Get to know more about Mike Plant, the triathlon's first reporter. Check out Mike Plant: The Hero of Triathlons for details on how he got started.

Mike and Cathy

Mike Plant met his wife of 33 years, Cathy, through triathlons. She worked in public relations and advertising; they met while Cathy was trying to buy ad space in his newsletter. Instead of taking her offer, he told her "Before the race is when you buy ads. After the race, it's a story and I write it." Despite being initially put off by his honest attitude, Cathy grew to appreciate how truthful he was.

She wasn’t the only one to think of him that way—Mike had somewhat of a reputation for rubbing people the wrong way. In triathlon’s early days, back when races were timed by hand with stopwatches, he published the Plant Report. It was a subscription-only insider newsletter that became controversial for its factual writing. Plant was a thorn in the sides of those looking to make a quick buck off a budding sport. But his honesty helped give the triathlon its lasting credibility in the athletic world.

One of the biggest examples of Mike's kindness is represented in the four years he announced for the Ironman. The official cutoff is for the race is at midnight, but he stayed until all the runners had crossed the finish line—even past two in the morning. If he got word that someone was just a mile down the road, he stayed to support every finishing athlete.

The Everyday Athlete

Why wait for the stragglers? Mike was not a man who was only interested in big-name athletes. He was intrigued by the everyday athletes, the ones who signed up for triathlons without knowing what they were getting themselves into. According to Cathy, his fascination with triathlons stemmed from what the human body is capable of. Naturally, he’d be just as interested in “regular” people who wanted to push beyond their limits.

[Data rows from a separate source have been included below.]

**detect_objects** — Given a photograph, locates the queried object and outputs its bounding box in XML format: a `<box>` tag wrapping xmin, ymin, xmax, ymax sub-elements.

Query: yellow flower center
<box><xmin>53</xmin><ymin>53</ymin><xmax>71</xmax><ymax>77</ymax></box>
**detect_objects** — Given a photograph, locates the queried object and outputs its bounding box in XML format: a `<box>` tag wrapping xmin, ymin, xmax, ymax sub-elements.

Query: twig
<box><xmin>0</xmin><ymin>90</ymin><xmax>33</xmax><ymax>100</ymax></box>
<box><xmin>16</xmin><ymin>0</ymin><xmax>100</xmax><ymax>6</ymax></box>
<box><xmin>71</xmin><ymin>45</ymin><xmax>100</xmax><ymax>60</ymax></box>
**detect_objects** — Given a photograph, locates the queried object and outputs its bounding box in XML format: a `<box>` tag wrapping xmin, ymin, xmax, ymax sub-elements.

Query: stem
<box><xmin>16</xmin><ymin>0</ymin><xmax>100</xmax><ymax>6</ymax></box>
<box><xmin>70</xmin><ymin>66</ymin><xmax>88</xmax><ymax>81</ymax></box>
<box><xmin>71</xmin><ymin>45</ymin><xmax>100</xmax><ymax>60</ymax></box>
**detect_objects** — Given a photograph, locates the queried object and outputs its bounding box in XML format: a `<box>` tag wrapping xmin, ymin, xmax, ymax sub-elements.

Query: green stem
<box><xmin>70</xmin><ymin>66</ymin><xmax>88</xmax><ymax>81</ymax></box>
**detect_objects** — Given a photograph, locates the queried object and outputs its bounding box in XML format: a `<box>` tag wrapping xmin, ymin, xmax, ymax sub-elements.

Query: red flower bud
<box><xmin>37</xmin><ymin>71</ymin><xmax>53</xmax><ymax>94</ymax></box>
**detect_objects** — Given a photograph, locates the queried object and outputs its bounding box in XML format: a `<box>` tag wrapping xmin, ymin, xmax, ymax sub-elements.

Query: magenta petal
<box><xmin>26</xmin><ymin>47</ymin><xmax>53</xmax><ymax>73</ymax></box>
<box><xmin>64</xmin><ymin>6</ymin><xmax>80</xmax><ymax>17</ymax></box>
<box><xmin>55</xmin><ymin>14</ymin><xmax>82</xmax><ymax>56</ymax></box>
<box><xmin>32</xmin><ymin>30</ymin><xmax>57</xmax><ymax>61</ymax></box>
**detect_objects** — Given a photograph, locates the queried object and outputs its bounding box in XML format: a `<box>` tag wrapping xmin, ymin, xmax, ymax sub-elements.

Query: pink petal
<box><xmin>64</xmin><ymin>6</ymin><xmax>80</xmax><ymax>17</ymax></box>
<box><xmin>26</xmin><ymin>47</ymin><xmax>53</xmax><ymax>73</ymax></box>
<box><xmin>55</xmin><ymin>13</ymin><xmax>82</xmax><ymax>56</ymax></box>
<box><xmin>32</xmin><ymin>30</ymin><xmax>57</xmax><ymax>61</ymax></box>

And what better way to discover your limits than races like the Ironman? Crossing the finish line of this 140.6-mile race is as much a test of mind as it is of body.

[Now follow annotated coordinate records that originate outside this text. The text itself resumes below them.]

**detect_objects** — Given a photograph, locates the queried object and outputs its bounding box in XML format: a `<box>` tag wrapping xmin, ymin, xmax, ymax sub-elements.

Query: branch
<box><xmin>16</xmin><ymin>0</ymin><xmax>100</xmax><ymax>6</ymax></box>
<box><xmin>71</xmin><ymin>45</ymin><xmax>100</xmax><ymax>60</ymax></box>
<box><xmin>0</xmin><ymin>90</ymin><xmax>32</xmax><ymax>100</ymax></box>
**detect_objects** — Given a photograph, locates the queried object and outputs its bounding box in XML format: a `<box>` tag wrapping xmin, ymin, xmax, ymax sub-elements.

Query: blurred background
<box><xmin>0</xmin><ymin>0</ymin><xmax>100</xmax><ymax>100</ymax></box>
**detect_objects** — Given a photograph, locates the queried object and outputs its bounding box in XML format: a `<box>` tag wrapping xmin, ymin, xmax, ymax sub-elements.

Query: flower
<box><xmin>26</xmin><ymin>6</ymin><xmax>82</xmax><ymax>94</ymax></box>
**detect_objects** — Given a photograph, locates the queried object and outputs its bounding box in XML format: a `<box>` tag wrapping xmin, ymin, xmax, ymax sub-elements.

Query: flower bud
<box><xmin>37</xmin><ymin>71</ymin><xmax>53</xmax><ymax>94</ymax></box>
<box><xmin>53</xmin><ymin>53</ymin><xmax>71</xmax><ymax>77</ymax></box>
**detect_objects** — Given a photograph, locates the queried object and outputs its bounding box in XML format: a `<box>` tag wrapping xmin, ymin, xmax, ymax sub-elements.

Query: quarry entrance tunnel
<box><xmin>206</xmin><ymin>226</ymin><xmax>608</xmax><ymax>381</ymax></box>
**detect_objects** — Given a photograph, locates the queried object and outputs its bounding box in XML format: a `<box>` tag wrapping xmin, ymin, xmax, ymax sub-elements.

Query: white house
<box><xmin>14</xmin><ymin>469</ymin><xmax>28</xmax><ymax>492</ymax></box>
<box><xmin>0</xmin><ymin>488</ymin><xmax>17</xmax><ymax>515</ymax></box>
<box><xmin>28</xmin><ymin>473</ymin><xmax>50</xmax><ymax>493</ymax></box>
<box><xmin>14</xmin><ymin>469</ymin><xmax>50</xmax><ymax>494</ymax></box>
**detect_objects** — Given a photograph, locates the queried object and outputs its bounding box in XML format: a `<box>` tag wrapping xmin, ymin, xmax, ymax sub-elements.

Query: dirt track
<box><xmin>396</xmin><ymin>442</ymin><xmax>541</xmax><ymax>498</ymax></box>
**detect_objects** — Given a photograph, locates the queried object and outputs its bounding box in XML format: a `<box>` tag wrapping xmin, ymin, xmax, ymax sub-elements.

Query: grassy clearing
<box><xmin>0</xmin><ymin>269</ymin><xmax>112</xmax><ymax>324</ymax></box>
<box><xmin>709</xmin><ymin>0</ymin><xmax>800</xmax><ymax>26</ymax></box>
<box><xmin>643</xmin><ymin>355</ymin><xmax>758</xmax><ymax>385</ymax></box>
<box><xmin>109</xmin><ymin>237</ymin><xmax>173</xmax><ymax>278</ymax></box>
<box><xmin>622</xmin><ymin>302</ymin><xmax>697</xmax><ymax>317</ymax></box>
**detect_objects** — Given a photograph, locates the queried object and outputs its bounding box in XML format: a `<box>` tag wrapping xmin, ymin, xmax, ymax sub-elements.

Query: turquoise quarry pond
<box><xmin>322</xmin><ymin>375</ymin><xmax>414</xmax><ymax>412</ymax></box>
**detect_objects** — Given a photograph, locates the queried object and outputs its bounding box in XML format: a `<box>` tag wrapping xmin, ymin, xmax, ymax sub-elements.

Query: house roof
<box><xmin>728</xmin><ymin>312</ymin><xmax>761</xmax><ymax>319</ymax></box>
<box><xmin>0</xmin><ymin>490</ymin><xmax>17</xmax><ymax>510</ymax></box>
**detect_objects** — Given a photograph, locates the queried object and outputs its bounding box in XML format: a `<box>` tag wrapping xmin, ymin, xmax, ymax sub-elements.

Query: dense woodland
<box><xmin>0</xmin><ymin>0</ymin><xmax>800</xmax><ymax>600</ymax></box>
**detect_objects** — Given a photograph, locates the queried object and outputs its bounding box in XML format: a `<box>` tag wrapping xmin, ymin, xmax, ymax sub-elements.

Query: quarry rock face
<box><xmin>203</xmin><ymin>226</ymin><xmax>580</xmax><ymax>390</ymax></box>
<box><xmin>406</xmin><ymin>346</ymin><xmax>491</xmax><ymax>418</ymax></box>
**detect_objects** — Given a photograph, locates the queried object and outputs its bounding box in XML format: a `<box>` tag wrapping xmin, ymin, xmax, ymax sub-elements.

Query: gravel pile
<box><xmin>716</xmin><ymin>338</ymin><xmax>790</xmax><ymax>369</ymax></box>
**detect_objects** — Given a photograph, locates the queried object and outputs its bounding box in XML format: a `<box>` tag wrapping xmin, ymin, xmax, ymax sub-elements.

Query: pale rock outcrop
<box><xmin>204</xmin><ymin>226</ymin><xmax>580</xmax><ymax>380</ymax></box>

Mike wasn’t only a news reporter—he was an everyday athlete himself. He competed in the Kona Ironman race one year and even wrote a book called Iron Will. It both describes the race’s challenges firsthand and the chronicles of its beginnings. The founder of the Ironman, John Collins, wrote “I have seen many attempts to get the story down on paper. Mike gets it better than anyone else…” in a review nearly 20 years ago. Buy his book and experience Kona for yourself.

Mike Plant's Legacy

Sadly, Mike Plant passed away due to lymphocytic leukemia on May 5, 2019. He is survived by his wife and two daughters. He may no longer with us, but his impact lives on.

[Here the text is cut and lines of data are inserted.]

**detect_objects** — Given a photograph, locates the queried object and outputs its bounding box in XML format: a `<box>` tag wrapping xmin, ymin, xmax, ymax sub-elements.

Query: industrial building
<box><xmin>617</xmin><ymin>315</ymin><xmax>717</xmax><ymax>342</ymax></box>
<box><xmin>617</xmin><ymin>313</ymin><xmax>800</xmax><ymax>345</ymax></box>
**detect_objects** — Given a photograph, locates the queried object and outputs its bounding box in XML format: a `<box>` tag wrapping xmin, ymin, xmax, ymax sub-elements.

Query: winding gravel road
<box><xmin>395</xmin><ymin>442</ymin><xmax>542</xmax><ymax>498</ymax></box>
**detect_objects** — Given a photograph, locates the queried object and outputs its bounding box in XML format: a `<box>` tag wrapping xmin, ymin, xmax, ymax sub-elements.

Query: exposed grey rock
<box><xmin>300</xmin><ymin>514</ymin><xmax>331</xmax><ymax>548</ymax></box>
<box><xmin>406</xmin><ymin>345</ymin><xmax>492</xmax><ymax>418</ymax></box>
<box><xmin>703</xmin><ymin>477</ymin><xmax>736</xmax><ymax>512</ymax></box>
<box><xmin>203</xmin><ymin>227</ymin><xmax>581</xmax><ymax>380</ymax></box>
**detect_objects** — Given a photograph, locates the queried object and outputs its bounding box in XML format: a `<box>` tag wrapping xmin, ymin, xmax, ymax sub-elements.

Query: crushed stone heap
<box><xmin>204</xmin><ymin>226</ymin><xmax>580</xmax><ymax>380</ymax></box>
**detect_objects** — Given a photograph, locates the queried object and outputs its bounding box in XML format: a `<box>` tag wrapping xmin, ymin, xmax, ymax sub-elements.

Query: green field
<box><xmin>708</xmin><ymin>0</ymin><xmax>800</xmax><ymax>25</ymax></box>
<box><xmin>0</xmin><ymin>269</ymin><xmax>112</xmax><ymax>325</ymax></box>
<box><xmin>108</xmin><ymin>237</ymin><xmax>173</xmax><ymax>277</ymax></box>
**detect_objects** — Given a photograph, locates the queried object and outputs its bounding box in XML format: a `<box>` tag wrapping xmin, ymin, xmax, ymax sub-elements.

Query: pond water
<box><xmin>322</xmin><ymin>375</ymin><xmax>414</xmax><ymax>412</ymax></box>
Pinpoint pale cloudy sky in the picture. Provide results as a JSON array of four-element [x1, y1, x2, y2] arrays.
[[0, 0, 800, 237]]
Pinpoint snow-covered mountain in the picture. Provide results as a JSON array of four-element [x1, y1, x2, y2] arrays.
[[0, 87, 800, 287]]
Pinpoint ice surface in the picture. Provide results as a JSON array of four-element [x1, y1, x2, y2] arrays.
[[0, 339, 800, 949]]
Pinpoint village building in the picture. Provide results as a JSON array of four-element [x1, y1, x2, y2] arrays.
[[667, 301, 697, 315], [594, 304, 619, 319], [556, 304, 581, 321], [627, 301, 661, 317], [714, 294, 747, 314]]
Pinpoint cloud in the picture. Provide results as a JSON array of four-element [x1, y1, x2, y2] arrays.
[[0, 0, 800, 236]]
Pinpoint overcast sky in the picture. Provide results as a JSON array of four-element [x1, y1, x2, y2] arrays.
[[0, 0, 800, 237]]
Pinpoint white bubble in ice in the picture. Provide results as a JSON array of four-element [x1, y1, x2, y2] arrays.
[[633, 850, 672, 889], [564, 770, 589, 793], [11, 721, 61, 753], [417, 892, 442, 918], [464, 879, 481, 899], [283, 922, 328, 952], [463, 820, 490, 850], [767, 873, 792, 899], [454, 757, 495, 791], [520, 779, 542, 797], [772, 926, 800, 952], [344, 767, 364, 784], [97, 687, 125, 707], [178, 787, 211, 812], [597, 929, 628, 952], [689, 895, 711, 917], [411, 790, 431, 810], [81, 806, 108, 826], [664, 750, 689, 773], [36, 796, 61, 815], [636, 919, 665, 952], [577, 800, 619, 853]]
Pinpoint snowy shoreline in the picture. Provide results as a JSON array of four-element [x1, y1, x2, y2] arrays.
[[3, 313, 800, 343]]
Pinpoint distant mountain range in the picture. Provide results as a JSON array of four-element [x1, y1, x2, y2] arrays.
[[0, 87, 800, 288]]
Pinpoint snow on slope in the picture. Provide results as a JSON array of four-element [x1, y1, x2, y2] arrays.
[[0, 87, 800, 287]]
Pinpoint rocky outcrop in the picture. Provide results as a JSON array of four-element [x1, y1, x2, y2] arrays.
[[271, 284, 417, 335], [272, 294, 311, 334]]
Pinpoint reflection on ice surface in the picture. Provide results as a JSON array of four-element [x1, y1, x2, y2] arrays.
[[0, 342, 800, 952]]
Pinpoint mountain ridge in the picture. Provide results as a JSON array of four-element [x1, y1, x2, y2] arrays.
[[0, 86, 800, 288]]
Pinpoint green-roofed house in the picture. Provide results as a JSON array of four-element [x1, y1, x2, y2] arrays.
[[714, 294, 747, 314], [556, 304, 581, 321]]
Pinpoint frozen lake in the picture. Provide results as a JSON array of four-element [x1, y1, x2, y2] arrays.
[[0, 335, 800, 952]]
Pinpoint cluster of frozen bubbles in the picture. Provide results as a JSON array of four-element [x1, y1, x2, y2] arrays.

Though he retired from racing triathlons when he and his wife had kids, Mike remained a dedicated swimmer and runner and maintained his fitness every day. He continued to report local triathlons and wrote numerous articles highlighting the people he found fascinating. Later on he created MPA Graphics, which does graphic design for various athletic events.

Cathy got involved in triathlons in 2017, and continues to compete in sprints (the shortest distance) currently. Though she and her husband never trained together, back in the early days they called newspapers to report triathlons and get them to print their stories. They didn’t realize it at the time, but they were helping create the sport of triathlon.

Mike Plant is no longer be with us, but thanks to the legacy he left behind, his presence is everywhere in the world of triathlon.